Participants assigned to the mHealth intervention will be given access to the online application along with explicit instructions regarding the use of all of its sections. Participants will be given 4 weeks to complete the intervention, during which time weekly messages will be sent out to them. Messages include regular assignments designed for a complete and thorough use of the application's courses and exercises, and encourage the review of materials whenever possible. However, participants are free to use the application at their own pace.

After each week, participants’ application use is evaluated (see the Application Use Scale described above). Similarly, after each week of using the application, the participants are required to complete the CESD-R for close monitoring of their depressive symptomatology and individualized feedback on their emotional state.

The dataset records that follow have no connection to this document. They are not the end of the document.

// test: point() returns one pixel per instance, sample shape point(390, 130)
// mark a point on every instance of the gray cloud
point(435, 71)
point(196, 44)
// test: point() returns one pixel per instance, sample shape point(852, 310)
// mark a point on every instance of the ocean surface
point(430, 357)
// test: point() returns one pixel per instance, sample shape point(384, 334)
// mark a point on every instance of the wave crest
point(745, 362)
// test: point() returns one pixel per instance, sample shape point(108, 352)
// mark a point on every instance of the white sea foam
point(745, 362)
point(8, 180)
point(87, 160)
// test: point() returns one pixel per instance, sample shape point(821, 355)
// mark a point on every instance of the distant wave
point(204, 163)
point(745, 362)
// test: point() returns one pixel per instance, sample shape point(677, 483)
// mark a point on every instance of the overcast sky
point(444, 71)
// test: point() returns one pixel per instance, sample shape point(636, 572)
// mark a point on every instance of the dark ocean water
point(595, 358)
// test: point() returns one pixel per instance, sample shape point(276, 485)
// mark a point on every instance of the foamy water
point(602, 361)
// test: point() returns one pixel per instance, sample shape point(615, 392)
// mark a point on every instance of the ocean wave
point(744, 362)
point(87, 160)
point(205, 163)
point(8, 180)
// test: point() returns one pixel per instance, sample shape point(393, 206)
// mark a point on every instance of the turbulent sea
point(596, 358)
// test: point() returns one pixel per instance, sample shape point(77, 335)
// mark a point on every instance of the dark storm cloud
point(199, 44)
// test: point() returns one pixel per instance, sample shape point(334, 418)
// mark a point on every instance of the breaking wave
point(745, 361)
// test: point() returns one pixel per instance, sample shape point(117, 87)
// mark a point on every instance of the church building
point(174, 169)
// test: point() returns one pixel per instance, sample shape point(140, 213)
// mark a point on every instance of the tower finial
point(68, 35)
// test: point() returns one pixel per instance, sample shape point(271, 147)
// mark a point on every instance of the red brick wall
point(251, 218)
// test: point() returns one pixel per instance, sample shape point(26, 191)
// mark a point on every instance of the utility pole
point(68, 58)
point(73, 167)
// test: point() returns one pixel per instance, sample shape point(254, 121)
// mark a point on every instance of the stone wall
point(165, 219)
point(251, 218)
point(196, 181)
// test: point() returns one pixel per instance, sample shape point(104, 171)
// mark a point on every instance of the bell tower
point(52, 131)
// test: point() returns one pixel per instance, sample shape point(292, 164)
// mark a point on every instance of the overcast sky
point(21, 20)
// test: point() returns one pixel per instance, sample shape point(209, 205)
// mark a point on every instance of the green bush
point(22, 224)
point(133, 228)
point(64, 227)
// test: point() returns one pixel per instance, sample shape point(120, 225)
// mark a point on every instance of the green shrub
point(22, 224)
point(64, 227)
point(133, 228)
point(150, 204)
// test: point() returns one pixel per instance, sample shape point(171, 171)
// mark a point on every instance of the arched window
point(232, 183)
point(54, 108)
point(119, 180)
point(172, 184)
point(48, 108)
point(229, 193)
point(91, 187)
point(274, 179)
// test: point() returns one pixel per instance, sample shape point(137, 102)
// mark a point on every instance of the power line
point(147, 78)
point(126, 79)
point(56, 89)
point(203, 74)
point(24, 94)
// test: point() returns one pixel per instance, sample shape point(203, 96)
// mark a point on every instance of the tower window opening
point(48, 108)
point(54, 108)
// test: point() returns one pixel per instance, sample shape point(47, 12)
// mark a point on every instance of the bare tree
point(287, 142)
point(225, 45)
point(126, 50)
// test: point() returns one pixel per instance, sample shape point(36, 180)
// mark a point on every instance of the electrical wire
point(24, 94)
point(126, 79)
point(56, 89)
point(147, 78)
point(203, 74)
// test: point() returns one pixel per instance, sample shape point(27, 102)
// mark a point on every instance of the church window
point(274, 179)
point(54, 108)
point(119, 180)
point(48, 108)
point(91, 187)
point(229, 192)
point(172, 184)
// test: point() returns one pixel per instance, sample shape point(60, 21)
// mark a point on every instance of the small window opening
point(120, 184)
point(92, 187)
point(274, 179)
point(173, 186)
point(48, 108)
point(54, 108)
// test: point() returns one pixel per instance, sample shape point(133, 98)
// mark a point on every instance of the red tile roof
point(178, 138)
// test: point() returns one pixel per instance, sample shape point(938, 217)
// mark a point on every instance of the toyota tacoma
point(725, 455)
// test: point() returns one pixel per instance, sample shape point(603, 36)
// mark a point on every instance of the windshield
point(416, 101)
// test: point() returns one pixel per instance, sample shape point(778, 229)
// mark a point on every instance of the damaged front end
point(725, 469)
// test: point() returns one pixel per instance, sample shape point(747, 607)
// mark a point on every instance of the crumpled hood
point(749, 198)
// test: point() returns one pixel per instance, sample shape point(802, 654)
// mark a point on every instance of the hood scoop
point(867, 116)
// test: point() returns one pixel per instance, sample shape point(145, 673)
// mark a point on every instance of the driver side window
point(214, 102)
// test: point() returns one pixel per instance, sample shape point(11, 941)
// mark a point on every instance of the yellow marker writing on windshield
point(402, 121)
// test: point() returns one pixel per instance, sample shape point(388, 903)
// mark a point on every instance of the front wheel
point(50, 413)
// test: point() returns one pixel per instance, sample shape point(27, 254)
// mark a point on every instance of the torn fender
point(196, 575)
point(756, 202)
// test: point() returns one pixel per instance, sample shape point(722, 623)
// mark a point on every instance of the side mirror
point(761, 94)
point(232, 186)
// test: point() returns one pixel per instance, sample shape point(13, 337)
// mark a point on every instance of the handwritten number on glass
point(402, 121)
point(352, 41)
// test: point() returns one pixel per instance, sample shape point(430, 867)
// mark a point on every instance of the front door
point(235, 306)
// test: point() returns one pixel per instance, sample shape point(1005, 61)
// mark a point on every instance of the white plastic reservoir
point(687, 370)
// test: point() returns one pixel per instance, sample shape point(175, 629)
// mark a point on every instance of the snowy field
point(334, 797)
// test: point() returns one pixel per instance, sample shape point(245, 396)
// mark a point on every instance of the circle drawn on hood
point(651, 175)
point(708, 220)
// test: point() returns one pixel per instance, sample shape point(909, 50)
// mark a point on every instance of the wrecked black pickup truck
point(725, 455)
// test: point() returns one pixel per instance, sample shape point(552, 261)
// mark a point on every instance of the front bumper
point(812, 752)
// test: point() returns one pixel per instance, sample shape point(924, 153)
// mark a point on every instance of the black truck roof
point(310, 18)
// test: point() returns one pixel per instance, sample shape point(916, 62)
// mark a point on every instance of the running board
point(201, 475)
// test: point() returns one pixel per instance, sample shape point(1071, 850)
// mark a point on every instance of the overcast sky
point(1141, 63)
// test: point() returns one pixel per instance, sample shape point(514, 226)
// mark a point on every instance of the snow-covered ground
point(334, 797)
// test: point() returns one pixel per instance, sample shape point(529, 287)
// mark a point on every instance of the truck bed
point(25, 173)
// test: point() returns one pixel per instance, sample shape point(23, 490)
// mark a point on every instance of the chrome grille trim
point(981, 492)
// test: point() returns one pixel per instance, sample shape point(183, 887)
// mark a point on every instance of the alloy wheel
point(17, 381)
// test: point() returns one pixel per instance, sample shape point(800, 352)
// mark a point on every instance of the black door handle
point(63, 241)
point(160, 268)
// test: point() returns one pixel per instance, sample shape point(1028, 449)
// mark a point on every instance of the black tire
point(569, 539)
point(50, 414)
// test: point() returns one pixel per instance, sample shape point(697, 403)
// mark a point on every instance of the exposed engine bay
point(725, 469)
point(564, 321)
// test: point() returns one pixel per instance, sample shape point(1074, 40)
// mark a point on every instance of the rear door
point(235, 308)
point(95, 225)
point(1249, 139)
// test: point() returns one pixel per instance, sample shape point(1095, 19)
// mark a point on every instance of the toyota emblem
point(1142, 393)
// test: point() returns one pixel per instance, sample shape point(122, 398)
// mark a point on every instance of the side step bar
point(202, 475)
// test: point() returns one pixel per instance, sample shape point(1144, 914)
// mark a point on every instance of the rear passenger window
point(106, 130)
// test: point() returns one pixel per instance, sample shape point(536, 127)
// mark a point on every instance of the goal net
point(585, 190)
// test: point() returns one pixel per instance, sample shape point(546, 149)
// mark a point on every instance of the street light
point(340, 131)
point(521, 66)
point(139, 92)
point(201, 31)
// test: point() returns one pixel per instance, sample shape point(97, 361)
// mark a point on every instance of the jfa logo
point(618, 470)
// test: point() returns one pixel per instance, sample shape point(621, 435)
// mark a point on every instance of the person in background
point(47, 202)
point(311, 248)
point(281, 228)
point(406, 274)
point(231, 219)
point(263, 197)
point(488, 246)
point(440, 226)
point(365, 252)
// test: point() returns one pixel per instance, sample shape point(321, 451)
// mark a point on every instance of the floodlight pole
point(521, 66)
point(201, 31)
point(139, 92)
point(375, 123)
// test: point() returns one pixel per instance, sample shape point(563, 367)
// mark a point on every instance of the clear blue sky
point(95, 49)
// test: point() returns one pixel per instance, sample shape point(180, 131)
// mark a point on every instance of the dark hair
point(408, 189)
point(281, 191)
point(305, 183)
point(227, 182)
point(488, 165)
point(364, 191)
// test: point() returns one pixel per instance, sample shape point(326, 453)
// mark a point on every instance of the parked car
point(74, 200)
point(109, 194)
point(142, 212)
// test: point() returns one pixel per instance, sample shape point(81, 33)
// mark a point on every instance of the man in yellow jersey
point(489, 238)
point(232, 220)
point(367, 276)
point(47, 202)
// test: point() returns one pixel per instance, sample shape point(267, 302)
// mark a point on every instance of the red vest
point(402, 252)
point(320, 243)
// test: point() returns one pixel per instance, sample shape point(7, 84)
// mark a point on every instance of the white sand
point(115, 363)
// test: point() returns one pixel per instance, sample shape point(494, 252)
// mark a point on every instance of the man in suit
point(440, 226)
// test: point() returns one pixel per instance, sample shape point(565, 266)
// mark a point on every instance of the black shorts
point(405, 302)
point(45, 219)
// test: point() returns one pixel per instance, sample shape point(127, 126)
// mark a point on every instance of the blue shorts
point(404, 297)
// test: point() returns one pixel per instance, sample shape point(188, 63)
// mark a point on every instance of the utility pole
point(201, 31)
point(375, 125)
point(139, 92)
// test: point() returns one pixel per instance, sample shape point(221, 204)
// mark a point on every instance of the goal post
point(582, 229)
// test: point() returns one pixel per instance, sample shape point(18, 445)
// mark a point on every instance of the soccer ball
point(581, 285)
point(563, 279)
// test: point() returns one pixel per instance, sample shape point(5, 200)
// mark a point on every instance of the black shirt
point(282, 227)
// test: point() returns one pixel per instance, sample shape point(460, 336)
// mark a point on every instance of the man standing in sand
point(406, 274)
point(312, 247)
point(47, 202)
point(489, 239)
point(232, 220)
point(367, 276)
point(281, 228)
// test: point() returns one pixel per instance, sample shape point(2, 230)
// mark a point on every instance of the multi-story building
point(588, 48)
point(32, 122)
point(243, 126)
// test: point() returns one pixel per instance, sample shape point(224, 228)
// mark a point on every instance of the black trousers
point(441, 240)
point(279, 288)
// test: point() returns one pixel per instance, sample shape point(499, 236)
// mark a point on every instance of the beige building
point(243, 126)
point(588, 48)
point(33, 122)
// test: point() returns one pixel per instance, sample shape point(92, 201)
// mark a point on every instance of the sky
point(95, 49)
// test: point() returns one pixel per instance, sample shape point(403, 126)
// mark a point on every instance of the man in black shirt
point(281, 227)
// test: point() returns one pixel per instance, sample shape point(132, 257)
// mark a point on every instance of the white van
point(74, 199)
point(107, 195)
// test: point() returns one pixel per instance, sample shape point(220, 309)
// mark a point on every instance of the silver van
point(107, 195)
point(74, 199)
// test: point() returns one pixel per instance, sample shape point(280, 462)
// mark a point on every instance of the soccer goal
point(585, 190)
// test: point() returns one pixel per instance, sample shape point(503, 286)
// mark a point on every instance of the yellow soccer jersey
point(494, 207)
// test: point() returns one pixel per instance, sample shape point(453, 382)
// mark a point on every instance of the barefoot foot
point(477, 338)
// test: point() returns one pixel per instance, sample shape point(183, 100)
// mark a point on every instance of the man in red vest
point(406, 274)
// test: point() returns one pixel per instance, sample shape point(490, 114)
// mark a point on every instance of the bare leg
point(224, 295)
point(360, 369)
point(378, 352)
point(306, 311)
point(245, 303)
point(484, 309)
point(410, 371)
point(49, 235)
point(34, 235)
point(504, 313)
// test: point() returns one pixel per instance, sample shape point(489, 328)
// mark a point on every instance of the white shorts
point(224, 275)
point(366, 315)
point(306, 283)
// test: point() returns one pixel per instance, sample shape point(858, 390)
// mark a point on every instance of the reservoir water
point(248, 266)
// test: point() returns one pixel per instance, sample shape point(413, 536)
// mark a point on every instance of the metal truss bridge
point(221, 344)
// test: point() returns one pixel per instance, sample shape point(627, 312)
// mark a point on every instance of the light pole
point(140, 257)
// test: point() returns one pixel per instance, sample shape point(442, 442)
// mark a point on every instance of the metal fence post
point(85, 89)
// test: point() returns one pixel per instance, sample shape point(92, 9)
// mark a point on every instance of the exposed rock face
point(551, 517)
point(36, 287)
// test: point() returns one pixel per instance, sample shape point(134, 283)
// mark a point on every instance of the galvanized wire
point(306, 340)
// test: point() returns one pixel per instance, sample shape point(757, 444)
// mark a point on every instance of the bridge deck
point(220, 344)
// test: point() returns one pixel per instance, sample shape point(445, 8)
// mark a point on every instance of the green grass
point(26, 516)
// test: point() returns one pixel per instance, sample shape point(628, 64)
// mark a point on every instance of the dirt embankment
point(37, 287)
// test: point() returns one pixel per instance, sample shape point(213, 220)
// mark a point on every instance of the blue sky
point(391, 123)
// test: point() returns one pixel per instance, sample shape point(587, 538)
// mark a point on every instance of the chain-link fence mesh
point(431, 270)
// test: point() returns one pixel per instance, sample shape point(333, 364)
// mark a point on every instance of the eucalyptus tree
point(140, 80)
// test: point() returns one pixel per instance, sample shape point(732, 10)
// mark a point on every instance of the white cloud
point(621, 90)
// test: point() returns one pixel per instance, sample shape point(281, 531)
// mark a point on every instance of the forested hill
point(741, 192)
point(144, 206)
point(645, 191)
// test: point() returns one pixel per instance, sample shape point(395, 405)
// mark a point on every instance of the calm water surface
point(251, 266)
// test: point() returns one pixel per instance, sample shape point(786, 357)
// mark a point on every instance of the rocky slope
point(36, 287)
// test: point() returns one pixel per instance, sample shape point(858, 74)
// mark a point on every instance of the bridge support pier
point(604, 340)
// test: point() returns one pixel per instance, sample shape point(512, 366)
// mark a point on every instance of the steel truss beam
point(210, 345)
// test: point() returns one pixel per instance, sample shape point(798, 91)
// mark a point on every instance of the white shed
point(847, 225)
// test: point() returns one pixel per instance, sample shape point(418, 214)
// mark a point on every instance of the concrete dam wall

Participants in the delayed intervention group are placed on a wait list for 4 weeks.

Sample size

The sample size was estimated considering the exploratory nature of the two trials, in terms of investigating the feasibility of the design and methodology employed, as well as app-related usability aspects. As such, we followed current research practice exploratory protocols. For example, in an audit of sample sizes for pilot and feasibility trials being undertaken in the UK, Billingham, Whitehead, and Julious [80] have found that the median pilot study sample size for two-arm trials was 30 participants per arm, for continuous endpoints. Taking this into consideration, as well as promising results (i.e., large within-group effect sizes) reported by previous studies testing mobile phone applications for depression [81], a total number of 50 participants per study (i.e., 50 participants without depressive symptomatology and 50 participants with mild depressive symptomatology) was anticipated.

Recruitment

Possible participants are approached through presentations at various events and ads in the media. Additionally, clinicians from the private practice area are contacted for referrals. Those interested in using the application are asked to provide their contact details and are subsequently contacted via email, at which point the enrollment procedure is described.

Assignment to study group

The participants are assigned to one of the two trials, depending on their depressive symptomatology level (i.e., PHQ-9 score). Using the software Randomizer.org, participants are then randomly distributed to one of the trials’ conditions. Randomization is performed by a research assistant using a simple (unrestricted) randomization sequence that assigns two unique numbers per participant; the number assigned is either 1 or 2, according to the number of experimental conditions. To conceal the allocation mechanism, the same research assistant will monitor the assessments and allow access to the application for the participants in the wait-list control group, after 1 month. The principal investigator and the statisticians running the data analysis will remain blinded to the study condition until the completion of the study.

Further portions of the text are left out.